Sections 1.1, 1.2
Key Terms:
Variables are arranged in two main types:
Also called numerical or quantitative variables. Their values are numbers in a range, in some specific unit of measurement. A defining characteristic of scalar variables is that it makes sense to form averages. Examples: GPA, height in feet, income in USD.
Scalar variables are often broken into two types: continuous and discrete. For continuous variables all real numbers in some range are possible values. For discrete variables, only certain numbers are allowed. For instance the number of family dependents, or a county’s population, can be thought of as discrete. A person’s height would be continuous.
Also called qualitative. They classify the individuals in groups.
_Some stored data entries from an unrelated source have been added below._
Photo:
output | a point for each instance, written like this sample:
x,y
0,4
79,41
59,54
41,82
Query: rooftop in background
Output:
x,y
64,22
Examples: Gender, Grade.
Categorical variables are further divided into Nominal and Ordinal, depending on whether the different categories have a natural order to them or not. Gender would thus be nominal, Grade would be ordinal.
Activity: Here is a number of different variables we could measure on students. Assign a type to each variable.
Height (in) | Grade (F/S/J/Sr) | Any siblings | Hrs sleep/night |
No units in term | Primary major | Hrs study/week | Days drink/week |
Overall GPA | GPA bracket | On probation |
Relationships between variables. Usually multiple variables are measured on the same individuals. We can then ask how these variables relate to each other. This will be an important component of the class.
Two variables are called dependent, or associated, or related, if they show some connection to each other; in other words if knowing the value of the one variable on an individual can give us some information about the value of the other variable on that individual.
An example for instance would be average GPA and gender. In general female students tend to have a higher GPA than male students. So knowing a specific student’s gender gives us some information about their GPA, but it will not completely determine their GPA.
When variables are quantitative and associated, then we can talk about a positive or negative association. In a positive association the large values of the one variable tend to be paired up with the large values of the other variable, and the small values of the one variable tend to be paired up with the small values of the other variable. For a negative association it is the other way around.